An Optic Nerve Disease
Glaucoma is the leading cause of blindness in North America. A disease of the optic nerve, which supplies visual information to the brain, glaucoma damages nerve fibres, causing blind spots and vision loss. Glaucoma is usually the result of abnormally high pressure inside the eye.
Glaucoma is a chronic disease, which may be controlled but not cured. The goal is to lower the eye pressure to prevent vision loss. Dr. Conlon will recommend treatment if necessary, consisting of eye drops, laser treatment, or surgery.
Q: What is glaucoma?
A: Glaucoma is an eye disease, resulting from optic nerve damage, which left untreated causes irreversible vision loss. Often this damage results from inadequate fluid drainage, causing your eye’s internal pressure to rise above normal levels. The most common type of glaucoma is what is known as primary open angle glaucoma, which occurs when drainage canals become blocked. Less often, angle closure glaucoma may occur, which happens when the entrance to the drainage canal is too narrow. Although, even people with regular eye pressure can sometimes exhibit optic nerve damage, which is called normal tension glaucoma.
Q: What causes glaucoma?
A: Injury, infection or tumors are all known to raise eye pressure, labelled secondary glaucomas, but the cause of eye drainage blockage without such issues is unknown. We do know that once this blockage occurs, fluid builds up within your eye, causing damaging pressure on the optic nerve. This pressure compromises the delicate optic nerve’s blood vessels and nerve fibers, causing vision loss. Cases of glaucoma that appear even with normal eye pressure are likely caused by poor blood flow to the optic nerve.

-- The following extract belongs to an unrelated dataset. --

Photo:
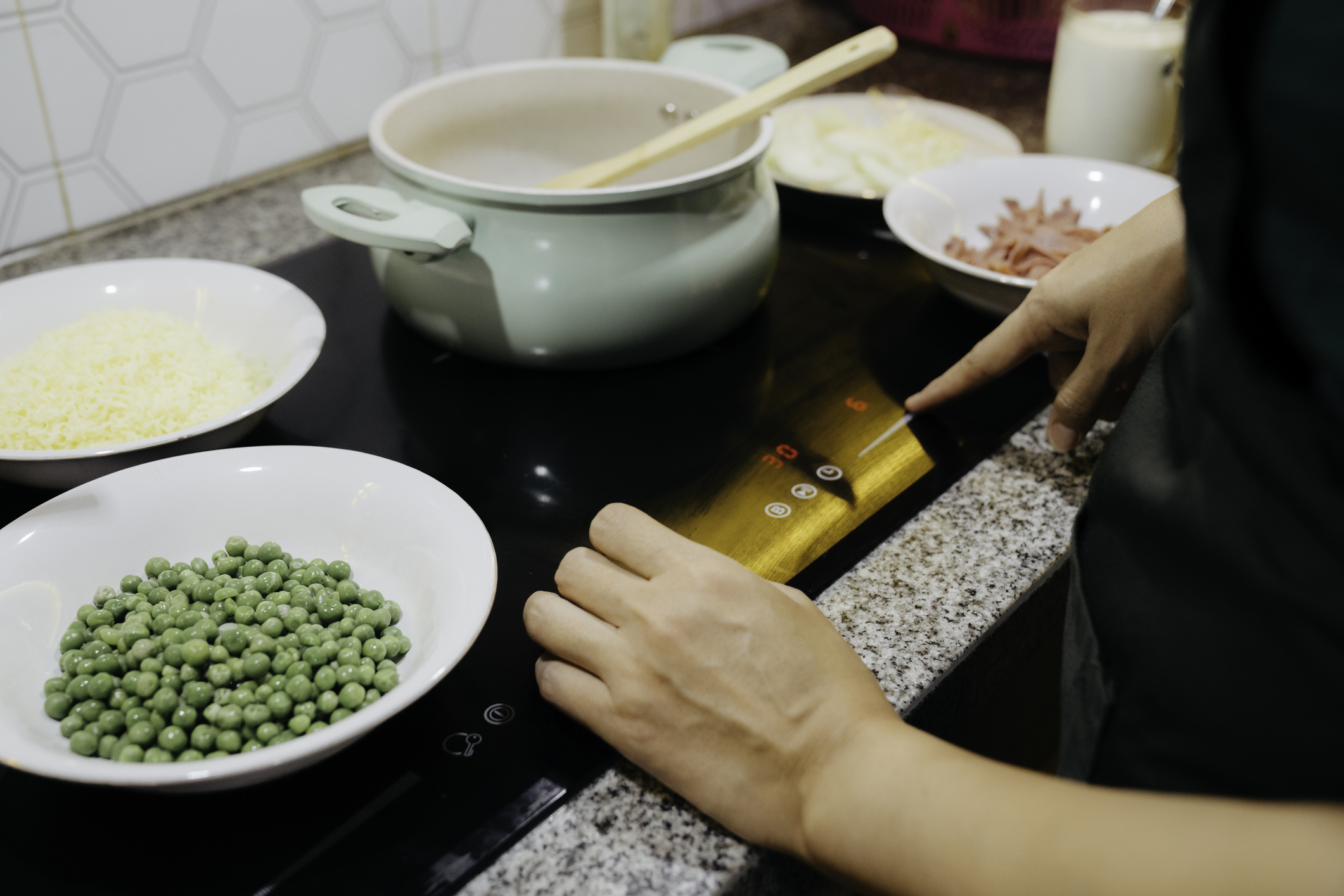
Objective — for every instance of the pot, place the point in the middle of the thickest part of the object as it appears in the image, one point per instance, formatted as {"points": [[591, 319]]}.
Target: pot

Q: Who is at-risk for glaucoma?
A: More than 400,000 Canadians have glaucoma, occurring most commonly amongst individuals 40 years of age or older. Besides age, other risk factors include: elevated intraocular pressure (IOP), family history of glaucoma, preexisting optic nerve conditions, background of African descent, high myopia (nearsightedness), diabetes, and high blood pressure.
If you are deemed at-risk or are over the age of 35, regular eye examinations are recommended as a preventative measure against glaucoma.

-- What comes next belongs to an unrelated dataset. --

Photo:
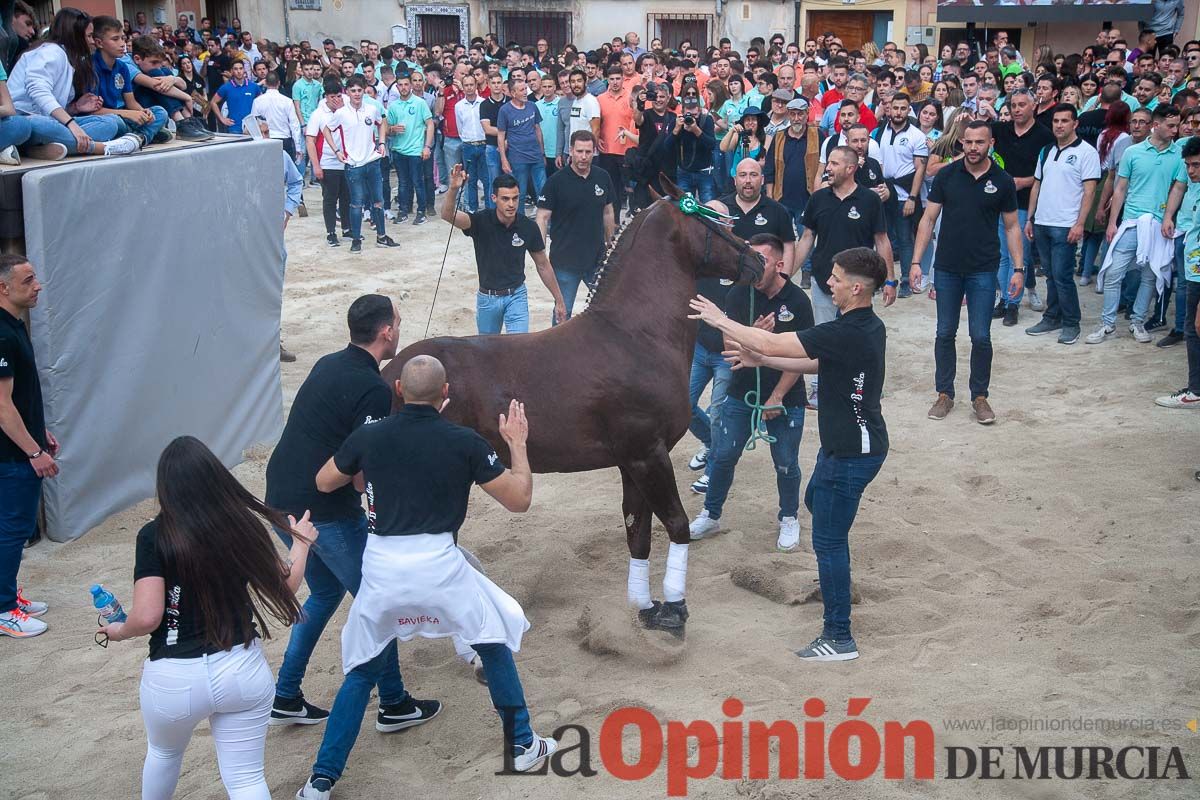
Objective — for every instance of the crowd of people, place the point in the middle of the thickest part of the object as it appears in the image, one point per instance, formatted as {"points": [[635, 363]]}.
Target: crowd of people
{"points": [[964, 174]]}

Q: How does glaucoma harm vision?
A: The optic nerve consists of more than one million nerve fibres, and is located at the back of the eye, connecting the retina to the brain. The optic nerve transmits the eye’s visual information to the brain.Glaucoma results in nerve fibre damage, thus causing a decrease in the amount and/or quality of the information sent, which results in vision loss.
Q: Does glaucoma cause blindness?
A: Although glaucoma is one of the leading causes of blindness in Canada, with early detection, it can be managed to avoid little or no increased vision loss. Untreated, glaucoma will first affect peripheral and then central vision, with blindness as a potential later-stage result. For those dealing with glaucoma, early intervention is key to minimizing vision issues.
Q: What glaucoma signs should I be aware of?
A: Glaucoma signs and symptoms vary depending on the disease type. Unfortunately, the most common form, primary open-angle glaucoma, develops without warning signs. Typically, sufferers only become aware of the condition once sight loss has already occurred. Acute-angle closure glaucoma develops more rapidly and so is easier to detect. Symptoms of this glaucoma type include blurred vision, seeing halos or coloured rings around lights, and painful, red eyes. The hidden nature of glaucoma highlights why it is so important to receive regular examinations if you are high-risk for the disease.
Q: How is glaucoma detected?
A: Comprehensive eye examinations test for glaucoma. Specifically, tonometry is the technique used to measure IOP. Other aspects include checking optic nerve health and measuring field of vision. Dr.Conlon will request regular examinations if you display one or more risk factors.
Q: How is glaucoma treated?
A: It is important to note that glaucoma is a disease that, at least presently, can be controlled but not cured. The usual course of treatment is an eye drop regiment, but laser treatment or surgery may also be required. Ongoing examinations at a frequency deemed appropriate (annual, three or six month intervals) will allow Dr. Conlon to monitor changes and tailor treatment accordingly.
Q: Can treatment restore vision?
A: Prevention is integral to glaucoma treatment, because as of yet, there is no means for restoring vision lost to the disease. Low-vision rehabilitation programs, are options for the severely visually impaired.
Q: Can glaucoma be prevented?
A: There are no known preventative measures for glaucoma. Maintaining a healthy lifestyle and avoiding serious eye injuries may prove beneficial. Undergoing regular comprehensive eye exams, allowing for early detection and treatment, is the best prevention for glaucoma and resulting vision loss.